You say you want to get paid to write, but I’m wondering if that’s true. Getting paid to write is cool. I’m not knocking it. But it’s a very different thing than getting to express yourself through writing. Those are both different objectives, and they each need different strategies.
To me (and forgive me for being so bold but after all you are asking for my opinion) it sounds like you want to express yourself. I hear a longing in your letter, for something to happen to you, to make it, to hit a milestone, to know everything you’re doing adds up to something. That’s not the same as getting paid. Maybe it would be nice to get paid along the way, but it doesn’t really sound like your main goal.
I think you’re lost because you haven’t articulated what you want. You don’t know where you’re going because you haven’t decided what you’re after.
So the question of course becomes: how do you decide what you want?
Follow me to the next point and I’ll answer it for you:
(Bob Ross says it’s fine, so it’s fine.)
You Haven’t Failed Enough
You won’t know what you want until you are willing to try something and fail at it.
There’s a lot of data that tells us making a decision is a really great way to feel better, even if (and this is the clincher!) it’s a bad decision. Even if you make a mistake, simply acting and doing something, anything will give you great happiness, satisfaction, and contentment.
That’s because decisions give us high quality info.
And if you fail through the decision you make? Even higher quality info.
And data also tells us that the only true way to become a “success” is to fail over and over and over again. Why? Because higher quality info compounds into wisdom, clarity, and vision.
You’re spinning your wheels in the proverbial mud.
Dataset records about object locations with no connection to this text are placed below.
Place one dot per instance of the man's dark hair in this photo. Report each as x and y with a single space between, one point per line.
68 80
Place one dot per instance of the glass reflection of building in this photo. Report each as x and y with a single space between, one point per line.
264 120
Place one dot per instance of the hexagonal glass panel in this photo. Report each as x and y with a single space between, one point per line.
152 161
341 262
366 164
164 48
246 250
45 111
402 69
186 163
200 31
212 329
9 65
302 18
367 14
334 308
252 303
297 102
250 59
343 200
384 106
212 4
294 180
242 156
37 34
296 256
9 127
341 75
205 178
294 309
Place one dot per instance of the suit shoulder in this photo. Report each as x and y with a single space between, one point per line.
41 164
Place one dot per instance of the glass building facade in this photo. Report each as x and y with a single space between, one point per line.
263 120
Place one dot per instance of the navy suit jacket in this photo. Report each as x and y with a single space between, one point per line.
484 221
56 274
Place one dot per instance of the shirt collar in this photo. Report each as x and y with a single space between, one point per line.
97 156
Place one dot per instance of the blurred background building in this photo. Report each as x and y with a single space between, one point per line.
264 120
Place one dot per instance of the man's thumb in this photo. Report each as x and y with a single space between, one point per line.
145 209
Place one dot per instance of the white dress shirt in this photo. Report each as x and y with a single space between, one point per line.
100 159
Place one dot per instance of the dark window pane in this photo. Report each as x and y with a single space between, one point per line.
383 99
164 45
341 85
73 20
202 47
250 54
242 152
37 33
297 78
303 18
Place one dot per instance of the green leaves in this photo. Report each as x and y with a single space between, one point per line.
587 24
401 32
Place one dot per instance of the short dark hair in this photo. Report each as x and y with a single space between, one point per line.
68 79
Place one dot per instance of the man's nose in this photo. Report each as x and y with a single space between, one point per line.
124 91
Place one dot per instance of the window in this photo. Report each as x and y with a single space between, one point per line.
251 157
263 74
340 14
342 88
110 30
You’re sitting there waiting for something to happen, and as you say, you don’t even know what that is. Get up and go. Make a mistake. I honestly dare you. You know why? Because it’s not that big of a deal. Truly. No one is watching you. You are the only one categorizing your Ws and your Ls. Take a few Ls. Get smarter. Learn what you like.
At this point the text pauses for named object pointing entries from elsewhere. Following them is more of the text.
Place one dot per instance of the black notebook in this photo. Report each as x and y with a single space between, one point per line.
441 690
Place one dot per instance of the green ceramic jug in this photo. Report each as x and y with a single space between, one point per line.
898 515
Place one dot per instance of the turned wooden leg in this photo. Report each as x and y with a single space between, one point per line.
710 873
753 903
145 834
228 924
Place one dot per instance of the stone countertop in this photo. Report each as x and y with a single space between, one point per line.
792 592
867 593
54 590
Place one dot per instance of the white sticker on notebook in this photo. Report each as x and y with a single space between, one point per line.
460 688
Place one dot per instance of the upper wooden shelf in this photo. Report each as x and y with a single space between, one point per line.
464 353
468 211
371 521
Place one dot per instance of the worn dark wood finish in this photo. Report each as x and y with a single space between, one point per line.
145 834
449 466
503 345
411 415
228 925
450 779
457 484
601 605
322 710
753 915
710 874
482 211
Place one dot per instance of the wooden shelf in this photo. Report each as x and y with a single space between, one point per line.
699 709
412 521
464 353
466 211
The only way to self-trust, as far as I can see, is getting into some hot water and realizing you can find your way out of it.
You haven’t put yourself in any hot water yet.
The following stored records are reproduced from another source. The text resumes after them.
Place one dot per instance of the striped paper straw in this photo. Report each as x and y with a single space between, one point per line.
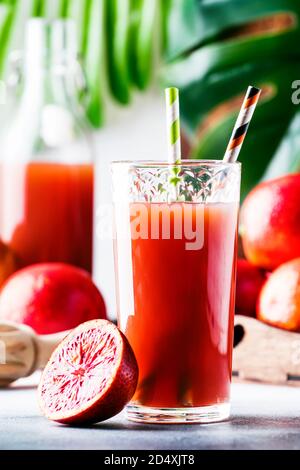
173 125
242 125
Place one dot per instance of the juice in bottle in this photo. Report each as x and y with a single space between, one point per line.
181 328
46 212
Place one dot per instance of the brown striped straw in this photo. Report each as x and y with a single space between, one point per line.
242 124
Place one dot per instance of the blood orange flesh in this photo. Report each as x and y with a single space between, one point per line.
90 377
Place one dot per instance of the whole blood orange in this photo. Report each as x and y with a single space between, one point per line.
250 280
270 222
8 263
51 298
90 377
279 302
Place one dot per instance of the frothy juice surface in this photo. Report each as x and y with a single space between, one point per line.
181 329
46 212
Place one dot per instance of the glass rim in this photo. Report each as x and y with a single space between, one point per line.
165 164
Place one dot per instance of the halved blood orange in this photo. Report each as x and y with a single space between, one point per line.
90 377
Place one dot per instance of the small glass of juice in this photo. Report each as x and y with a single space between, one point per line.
175 256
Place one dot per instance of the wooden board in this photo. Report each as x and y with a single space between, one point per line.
265 354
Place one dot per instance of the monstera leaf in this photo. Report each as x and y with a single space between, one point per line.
235 44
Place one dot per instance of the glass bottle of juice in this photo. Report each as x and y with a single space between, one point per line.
46 155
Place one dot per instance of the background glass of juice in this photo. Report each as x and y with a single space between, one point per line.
175 255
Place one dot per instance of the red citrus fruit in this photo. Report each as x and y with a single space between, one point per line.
270 222
51 298
90 377
8 263
250 280
279 302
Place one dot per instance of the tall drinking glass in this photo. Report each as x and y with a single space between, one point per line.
175 256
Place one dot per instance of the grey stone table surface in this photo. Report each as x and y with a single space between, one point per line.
263 417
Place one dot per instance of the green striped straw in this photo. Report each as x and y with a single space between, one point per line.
173 125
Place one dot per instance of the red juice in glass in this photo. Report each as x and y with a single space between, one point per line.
182 327
176 301
46 212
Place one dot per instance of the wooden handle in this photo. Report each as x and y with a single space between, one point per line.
22 352
266 354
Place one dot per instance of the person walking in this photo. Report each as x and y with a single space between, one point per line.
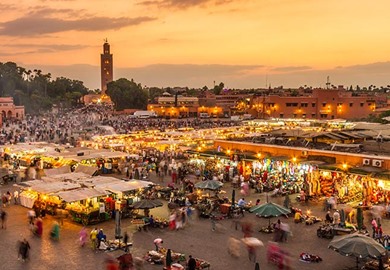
16 197
158 243
3 216
93 238
125 241
24 247
83 236
191 264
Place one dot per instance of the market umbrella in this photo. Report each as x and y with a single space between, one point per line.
359 218
209 184
252 242
342 217
269 210
168 259
357 245
118 225
233 197
287 201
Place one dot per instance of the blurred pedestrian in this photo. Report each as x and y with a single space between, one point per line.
4 200
125 261
83 236
111 264
31 216
23 249
55 231
125 241
374 225
191 263
9 197
158 243
16 197
234 247
4 217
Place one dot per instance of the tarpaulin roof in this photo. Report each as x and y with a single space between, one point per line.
80 194
56 171
90 170
76 176
124 186
53 187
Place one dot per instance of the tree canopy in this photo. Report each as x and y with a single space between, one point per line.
35 90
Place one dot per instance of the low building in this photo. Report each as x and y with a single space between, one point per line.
175 106
9 110
322 104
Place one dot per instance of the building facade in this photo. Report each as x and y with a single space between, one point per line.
106 67
322 104
9 110
175 106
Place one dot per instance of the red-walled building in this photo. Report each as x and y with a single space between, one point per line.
317 104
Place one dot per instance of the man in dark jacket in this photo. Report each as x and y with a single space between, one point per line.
191 264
Find it. Go there. Do something creatively dangerous. Be reckless with your ideas. Fail a million times.
I don’t know why it works this way, but I know it’s true: failing feels better than inaction.
Do This Next
L&L you have the world at your fingertips. Here’s what to do next to make sure you’re actually showing up to your life:
Look back at 10 years ago. What was happening then that you thought was the end of the world? What did you eventually gain from it?
Decide what your objective is. What do you actually want to do? Pick a few things if you’re not sure, and go after them.
Fail as many times as possible in the next month. Seriously. Post your writing. Do a table read. Share something creative for feedback. Submit to an agent. See how many Ls you can rack up. At the end of the month, you’ll feel better.
L&L, it’ll be okay. This is the journey. This is the process. There’s nothing different happening for better, smarter, or more talented people.
For all of us, it’s the same tedious trudge.
Oh well.
Take heart. You’re nowhere near as late and lost as you suspect.